Pollutants in wastewater are dangerous to human health and survival. With worsening environment pollution, degrading organic pollutants in wastewater is an important societal challenge. Semiconductor photocatalysis is an advanced oxidation process that can use clean solar energy to degrade target pollutants efficiently without harming the environment, playing a critical role in the degradation of refractory chemical wastewater (Fujishima 1972; Fujishima et al. 2000).

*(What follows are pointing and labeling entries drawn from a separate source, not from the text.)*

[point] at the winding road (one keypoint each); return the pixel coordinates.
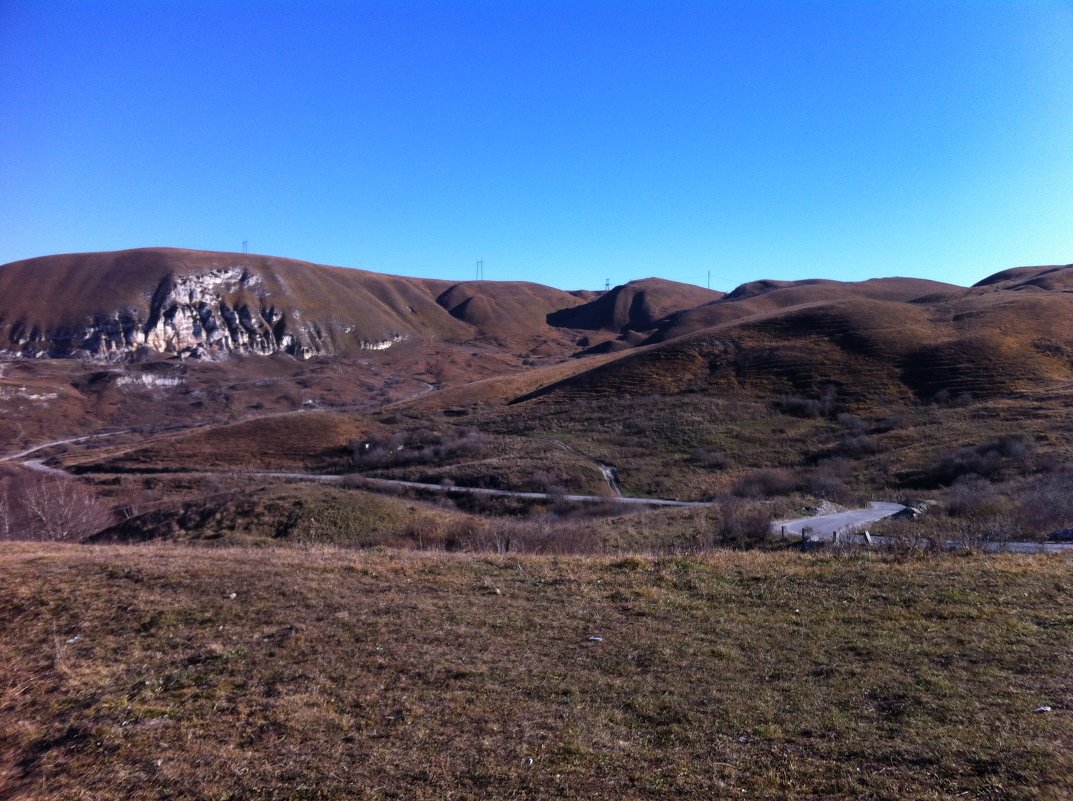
(849, 525)
(852, 524)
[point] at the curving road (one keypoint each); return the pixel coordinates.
(825, 527)
(851, 527)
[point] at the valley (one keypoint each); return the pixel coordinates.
(531, 532)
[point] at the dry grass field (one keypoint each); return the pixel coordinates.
(158, 671)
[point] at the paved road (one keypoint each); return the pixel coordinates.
(824, 527)
(850, 527)
(54, 443)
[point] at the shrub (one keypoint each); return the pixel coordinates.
(711, 459)
(743, 524)
(985, 460)
(765, 484)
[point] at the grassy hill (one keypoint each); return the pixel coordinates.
(317, 673)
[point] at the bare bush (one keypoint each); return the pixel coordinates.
(985, 460)
(57, 509)
(822, 406)
(743, 524)
(765, 484)
(713, 459)
(827, 480)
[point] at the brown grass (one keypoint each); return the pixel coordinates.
(151, 672)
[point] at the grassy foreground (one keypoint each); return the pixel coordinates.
(168, 671)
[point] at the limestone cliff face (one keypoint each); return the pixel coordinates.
(207, 314)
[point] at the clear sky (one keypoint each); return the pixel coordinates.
(564, 143)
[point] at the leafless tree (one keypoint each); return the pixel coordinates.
(64, 510)
(6, 515)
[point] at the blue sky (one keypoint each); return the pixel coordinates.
(564, 143)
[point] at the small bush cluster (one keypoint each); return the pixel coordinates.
(417, 445)
(985, 460)
(49, 508)
(825, 405)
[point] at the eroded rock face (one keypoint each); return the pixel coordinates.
(211, 314)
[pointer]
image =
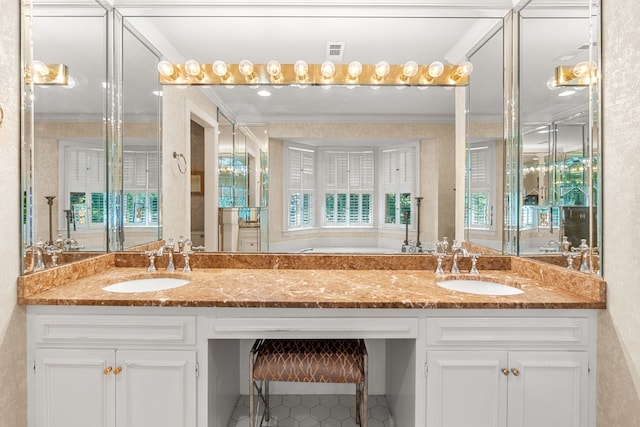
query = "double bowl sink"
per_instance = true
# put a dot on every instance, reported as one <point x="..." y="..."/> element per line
<point x="470" y="285"/>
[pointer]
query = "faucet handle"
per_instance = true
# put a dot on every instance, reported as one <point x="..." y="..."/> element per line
<point x="439" y="269"/>
<point x="474" y="262"/>
<point x="152" y="257"/>
<point x="187" y="266"/>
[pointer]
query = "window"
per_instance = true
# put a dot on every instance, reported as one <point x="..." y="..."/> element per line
<point x="480" y="201"/>
<point x="346" y="183"/>
<point x="348" y="188"/>
<point x="84" y="186"/>
<point x="140" y="188"/>
<point x="300" y="187"/>
<point x="398" y="185"/>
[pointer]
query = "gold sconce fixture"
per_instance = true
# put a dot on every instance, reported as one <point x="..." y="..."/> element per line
<point x="582" y="74"/>
<point x="302" y="73"/>
<point x="46" y="74"/>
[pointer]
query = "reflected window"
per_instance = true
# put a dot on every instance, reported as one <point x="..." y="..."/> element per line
<point x="399" y="185"/>
<point x="348" y="188"/>
<point x="301" y="183"/>
<point x="481" y="198"/>
<point x="140" y="188"/>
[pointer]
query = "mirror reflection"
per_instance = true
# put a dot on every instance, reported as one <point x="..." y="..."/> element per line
<point x="75" y="143"/>
<point x="309" y="168"/>
<point x="560" y="158"/>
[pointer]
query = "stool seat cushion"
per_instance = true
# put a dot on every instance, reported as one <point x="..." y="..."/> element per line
<point x="324" y="361"/>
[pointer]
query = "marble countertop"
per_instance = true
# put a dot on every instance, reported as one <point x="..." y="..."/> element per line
<point x="295" y="281"/>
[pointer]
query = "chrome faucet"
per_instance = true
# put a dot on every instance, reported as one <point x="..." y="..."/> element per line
<point x="585" y="251"/>
<point x="37" y="257"/>
<point x="169" y="249"/>
<point x="458" y="250"/>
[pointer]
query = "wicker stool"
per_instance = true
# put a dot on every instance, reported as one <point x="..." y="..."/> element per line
<point x="322" y="361"/>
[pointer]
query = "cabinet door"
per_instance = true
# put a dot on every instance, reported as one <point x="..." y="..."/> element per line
<point x="74" y="388"/>
<point x="548" y="389"/>
<point x="466" y="388"/>
<point x="156" y="388"/>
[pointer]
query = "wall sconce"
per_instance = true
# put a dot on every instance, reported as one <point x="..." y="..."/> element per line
<point x="582" y="74"/>
<point x="301" y="74"/>
<point x="47" y="74"/>
<point x="463" y="70"/>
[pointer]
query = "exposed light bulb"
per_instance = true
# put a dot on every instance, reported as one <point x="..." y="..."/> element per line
<point x="327" y="69"/>
<point x="354" y="69"/>
<point x="166" y="68"/>
<point x="192" y="68"/>
<point x="220" y="68"/>
<point x="246" y="68"/>
<point x="301" y="68"/>
<point x="581" y="69"/>
<point x="382" y="70"/>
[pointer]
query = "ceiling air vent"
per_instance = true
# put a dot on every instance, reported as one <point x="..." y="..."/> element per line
<point x="335" y="50"/>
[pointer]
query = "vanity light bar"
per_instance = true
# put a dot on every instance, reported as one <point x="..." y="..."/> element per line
<point x="46" y="74"/>
<point x="582" y="74"/>
<point x="326" y="74"/>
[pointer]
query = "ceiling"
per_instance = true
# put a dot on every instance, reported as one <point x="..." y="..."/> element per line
<point x="371" y="30"/>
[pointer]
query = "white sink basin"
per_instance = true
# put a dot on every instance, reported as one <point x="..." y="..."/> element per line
<point x="479" y="287"/>
<point x="146" y="285"/>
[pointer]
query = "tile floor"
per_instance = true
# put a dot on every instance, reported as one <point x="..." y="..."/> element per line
<point x="313" y="410"/>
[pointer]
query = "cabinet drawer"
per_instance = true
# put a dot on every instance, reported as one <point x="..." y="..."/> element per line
<point x="322" y="327"/>
<point x="526" y="332"/>
<point x="165" y="330"/>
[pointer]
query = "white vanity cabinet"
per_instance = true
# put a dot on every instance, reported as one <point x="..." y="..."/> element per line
<point x="113" y="371"/>
<point x="509" y="372"/>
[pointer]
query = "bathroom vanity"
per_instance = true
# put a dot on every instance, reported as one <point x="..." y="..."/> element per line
<point x="179" y="357"/>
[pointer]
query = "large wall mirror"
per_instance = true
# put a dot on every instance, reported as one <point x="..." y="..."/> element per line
<point x="559" y="132"/>
<point x="73" y="205"/>
<point x="309" y="168"/>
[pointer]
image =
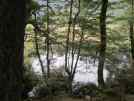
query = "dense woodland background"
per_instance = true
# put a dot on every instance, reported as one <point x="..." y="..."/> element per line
<point x="89" y="35"/>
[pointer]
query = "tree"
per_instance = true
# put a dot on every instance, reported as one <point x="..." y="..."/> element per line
<point x="103" y="42"/>
<point x="12" y="29"/>
<point x="132" y="34"/>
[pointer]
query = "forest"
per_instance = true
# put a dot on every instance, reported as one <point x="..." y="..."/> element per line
<point x="66" y="50"/>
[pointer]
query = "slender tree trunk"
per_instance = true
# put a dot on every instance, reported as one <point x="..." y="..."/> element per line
<point x="47" y="42"/>
<point x="68" y="39"/>
<point x="103" y="42"/>
<point x="132" y="35"/>
<point x="12" y="29"/>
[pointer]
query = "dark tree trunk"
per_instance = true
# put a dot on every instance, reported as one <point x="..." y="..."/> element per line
<point x="12" y="25"/>
<point x="103" y="42"/>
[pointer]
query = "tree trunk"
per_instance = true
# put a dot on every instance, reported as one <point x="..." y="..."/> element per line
<point x="132" y="36"/>
<point x="12" y="29"/>
<point x="48" y="43"/>
<point x="103" y="42"/>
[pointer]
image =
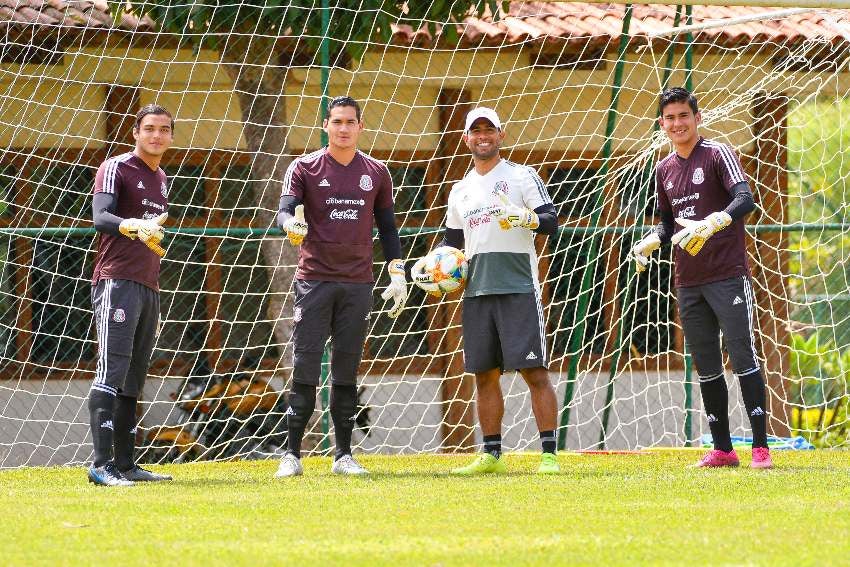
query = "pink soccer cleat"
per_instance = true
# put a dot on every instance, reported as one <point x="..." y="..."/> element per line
<point x="761" y="458"/>
<point x="717" y="458"/>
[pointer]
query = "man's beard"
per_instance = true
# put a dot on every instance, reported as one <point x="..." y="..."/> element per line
<point x="486" y="155"/>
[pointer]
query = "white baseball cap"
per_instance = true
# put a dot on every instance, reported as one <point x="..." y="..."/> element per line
<point x="482" y="112"/>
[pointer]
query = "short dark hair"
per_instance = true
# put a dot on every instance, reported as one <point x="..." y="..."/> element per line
<point x="677" y="94"/>
<point x="344" y="101"/>
<point x="152" y="109"/>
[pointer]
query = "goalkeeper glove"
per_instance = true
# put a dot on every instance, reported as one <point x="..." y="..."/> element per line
<point x="512" y="216"/>
<point x="641" y="251"/>
<point x="694" y="235"/>
<point x="296" y="227"/>
<point x="149" y="231"/>
<point x="397" y="290"/>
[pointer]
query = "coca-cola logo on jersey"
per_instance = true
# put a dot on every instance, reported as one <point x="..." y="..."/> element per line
<point x="344" y="214"/>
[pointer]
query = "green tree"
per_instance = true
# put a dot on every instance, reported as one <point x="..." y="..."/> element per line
<point x="258" y="42"/>
<point x="819" y="193"/>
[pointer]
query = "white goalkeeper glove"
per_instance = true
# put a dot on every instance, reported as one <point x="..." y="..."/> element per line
<point x="512" y="216"/>
<point x="296" y="227"/>
<point x="397" y="290"/>
<point x="694" y="235"/>
<point x="641" y="251"/>
<point x="149" y="231"/>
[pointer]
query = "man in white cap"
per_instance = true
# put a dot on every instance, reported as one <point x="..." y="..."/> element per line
<point x="496" y="210"/>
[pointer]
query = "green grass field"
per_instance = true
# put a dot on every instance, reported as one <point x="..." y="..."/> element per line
<point x="617" y="509"/>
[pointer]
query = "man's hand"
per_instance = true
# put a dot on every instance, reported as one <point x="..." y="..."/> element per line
<point x="694" y="235"/>
<point x="641" y="251"/>
<point x="296" y="227"/>
<point x="512" y="216"/>
<point x="397" y="290"/>
<point x="149" y="231"/>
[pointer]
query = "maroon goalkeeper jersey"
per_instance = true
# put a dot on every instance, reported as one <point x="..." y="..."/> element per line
<point x="693" y="188"/>
<point x="339" y="207"/>
<point x="140" y="193"/>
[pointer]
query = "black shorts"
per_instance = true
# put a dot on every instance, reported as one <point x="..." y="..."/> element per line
<point x="336" y="310"/>
<point x="504" y="331"/>
<point x="726" y="307"/>
<point x="126" y="316"/>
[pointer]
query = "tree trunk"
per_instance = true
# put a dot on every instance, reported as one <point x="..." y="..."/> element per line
<point x="252" y="64"/>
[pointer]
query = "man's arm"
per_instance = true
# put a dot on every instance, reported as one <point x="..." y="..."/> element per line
<point x="103" y="214"/>
<point x="742" y="201"/>
<point x="391" y="245"/>
<point x="286" y="209"/>
<point x="694" y="234"/>
<point x="452" y="237"/>
<point x="150" y="232"/>
<point x="388" y="233"/>
<point x="548" y="219"/>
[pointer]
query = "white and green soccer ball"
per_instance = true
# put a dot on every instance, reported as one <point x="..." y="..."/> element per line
<point x="442" y="271"/>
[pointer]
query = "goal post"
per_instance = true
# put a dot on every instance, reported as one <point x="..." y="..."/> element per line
<point x="576" y="86"/>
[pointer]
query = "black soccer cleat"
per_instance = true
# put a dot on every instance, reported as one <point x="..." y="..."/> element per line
<point x="138" y="474"/>
<point x="108" y="475"/>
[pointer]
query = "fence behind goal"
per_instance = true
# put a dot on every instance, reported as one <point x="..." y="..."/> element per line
<point x="576" y="86"/>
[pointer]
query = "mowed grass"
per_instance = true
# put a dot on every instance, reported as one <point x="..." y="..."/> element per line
<point x="613" y="509"/>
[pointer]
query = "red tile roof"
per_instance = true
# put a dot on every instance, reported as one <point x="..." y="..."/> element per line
<point x="537" y="22"/>
<point x="543" y="22"/>
<point x="71" y="13"/>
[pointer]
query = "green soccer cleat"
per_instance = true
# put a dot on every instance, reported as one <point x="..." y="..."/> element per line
<point x="484" y="463"/>
<point x="549" y="464"/>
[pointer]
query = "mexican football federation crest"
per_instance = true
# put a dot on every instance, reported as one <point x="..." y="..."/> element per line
<point x="365" y="182"/>
<point x="698" y="177"/>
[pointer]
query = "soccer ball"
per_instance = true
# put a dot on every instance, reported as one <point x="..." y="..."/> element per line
<point x="442" y="271"/>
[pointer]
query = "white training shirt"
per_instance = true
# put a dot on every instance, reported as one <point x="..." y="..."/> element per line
<point x="500" y="261"/>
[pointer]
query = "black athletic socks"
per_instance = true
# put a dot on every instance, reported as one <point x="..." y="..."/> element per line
<point x="547" y="439"/>
<point x="100" y="420"/>
<point x="302" y="402"/>
<point x="343" y="410"/>
<point x="752" y="390"/>
<point x="124" y="434"/>
<point x="715" y="401"/>
<point x="493" y="445"/>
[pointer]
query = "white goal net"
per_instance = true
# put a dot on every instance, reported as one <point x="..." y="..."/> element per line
<point x="576" y="86"/>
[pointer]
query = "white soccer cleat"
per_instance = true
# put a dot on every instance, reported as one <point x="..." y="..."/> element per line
<point x="348" y="466"/>
<point x="290" y="465"/>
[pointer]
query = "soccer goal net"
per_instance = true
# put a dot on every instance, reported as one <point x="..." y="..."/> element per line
<point x="576" y="87"/>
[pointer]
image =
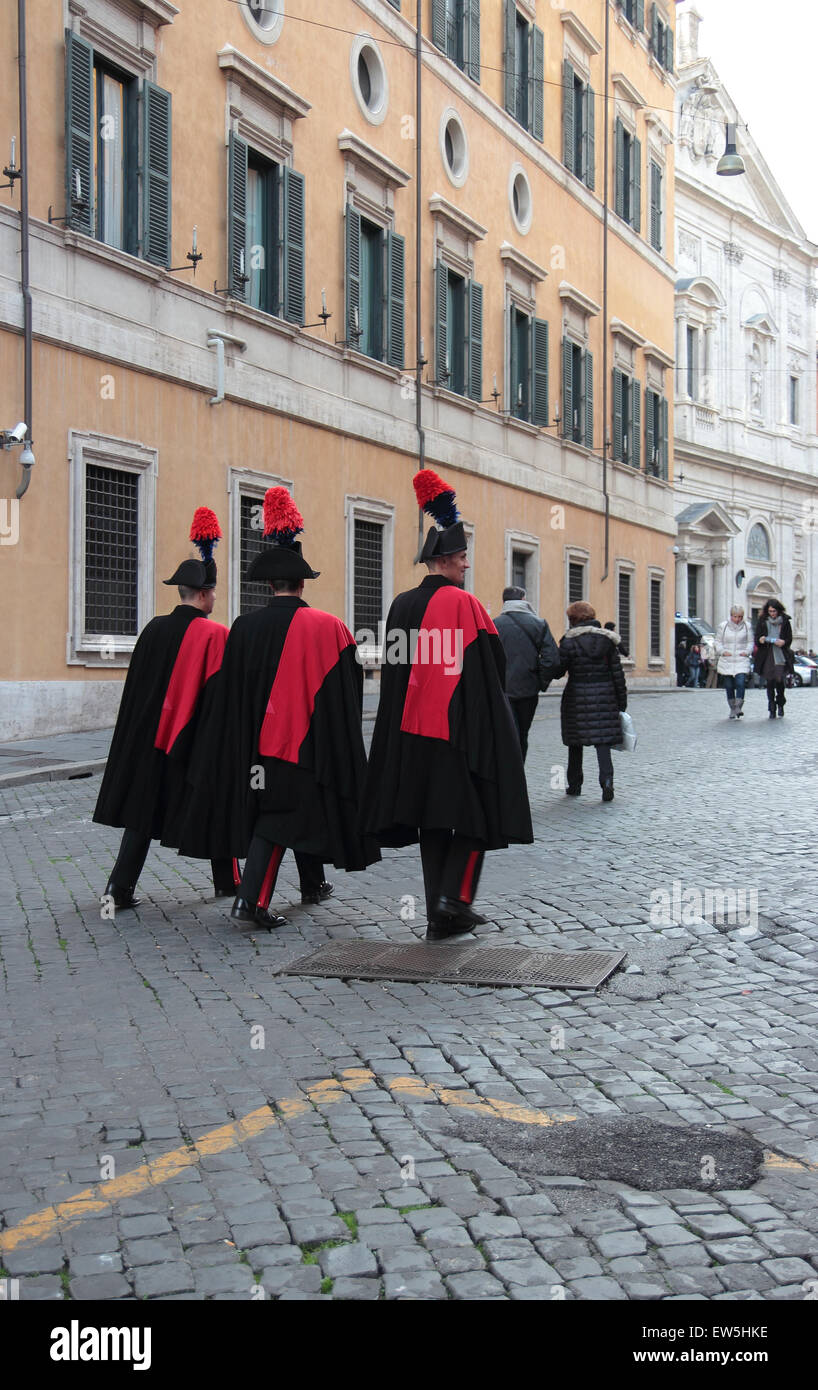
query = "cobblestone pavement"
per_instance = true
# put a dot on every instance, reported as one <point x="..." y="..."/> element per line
<point x="359" y="1176"/>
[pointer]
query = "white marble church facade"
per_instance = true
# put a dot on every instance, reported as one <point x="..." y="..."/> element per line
<point x="746" y="444"/>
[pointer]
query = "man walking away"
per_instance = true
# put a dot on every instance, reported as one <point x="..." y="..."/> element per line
<point x="530" y="653"/>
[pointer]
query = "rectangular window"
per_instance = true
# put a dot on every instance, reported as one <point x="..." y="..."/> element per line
<point x="367" y="567"/>
<point x="655" y="171"/>
<point x="628" y="175"/>
<point x="693" y="363"/>
<point x="795" y="401"/>
<point x="655" y="619"/>
<point x="455" y="31"/>
<point x="523" y="63"/>
<point x="252" y="595"/>
<point x="117" y="154"/>
<point x="623" y="616"/>
<point x="626" y="419"/>
<point x="576" y="581"/>
<point x="111" y="551"/>
<point x="578" y="394"/>
<point x="578" y="125"/>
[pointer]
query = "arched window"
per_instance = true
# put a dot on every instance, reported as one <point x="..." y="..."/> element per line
<point x="758" y="542"/>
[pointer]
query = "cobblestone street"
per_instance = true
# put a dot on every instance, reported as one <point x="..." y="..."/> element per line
<point x="361" y="1172"/>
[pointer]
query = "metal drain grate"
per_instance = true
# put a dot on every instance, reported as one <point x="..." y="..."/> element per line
<point x="459" y="963"/>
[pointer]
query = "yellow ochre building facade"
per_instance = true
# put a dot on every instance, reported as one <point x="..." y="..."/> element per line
<point x="274" y="148"/>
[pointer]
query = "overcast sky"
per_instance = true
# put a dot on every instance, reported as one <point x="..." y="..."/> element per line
<point x="765" y="54"/>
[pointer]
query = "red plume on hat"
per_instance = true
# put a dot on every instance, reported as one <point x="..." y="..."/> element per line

Silver phosphate (Ag3PO4), a new and efficient photocatalytic material, is of great interest due to its strong ability to oxidate light and degrade organic pollutants (Yi et al. 2010; Wang et al. 2012). Ag3PO4, with a narrow band gap (2.36 eV), can achieve quantum efficiencies of up to 90% under visible light, observably higher than other photocatalysts (Bi et al. 2011). However, limitations of the Ag3PO4 material itself, such as terrible photocorrosion during photodegradation and the production of weakly active Ag on the surface of the catalyst, can reduce absorption of light energy (Wang et al. 2012). The photocatalytic degradation efficiency decreases gradually in practical application. Therefore it is still a challenging task to use Ag3PO4 as a recyclable and highly efficient photocatalyst.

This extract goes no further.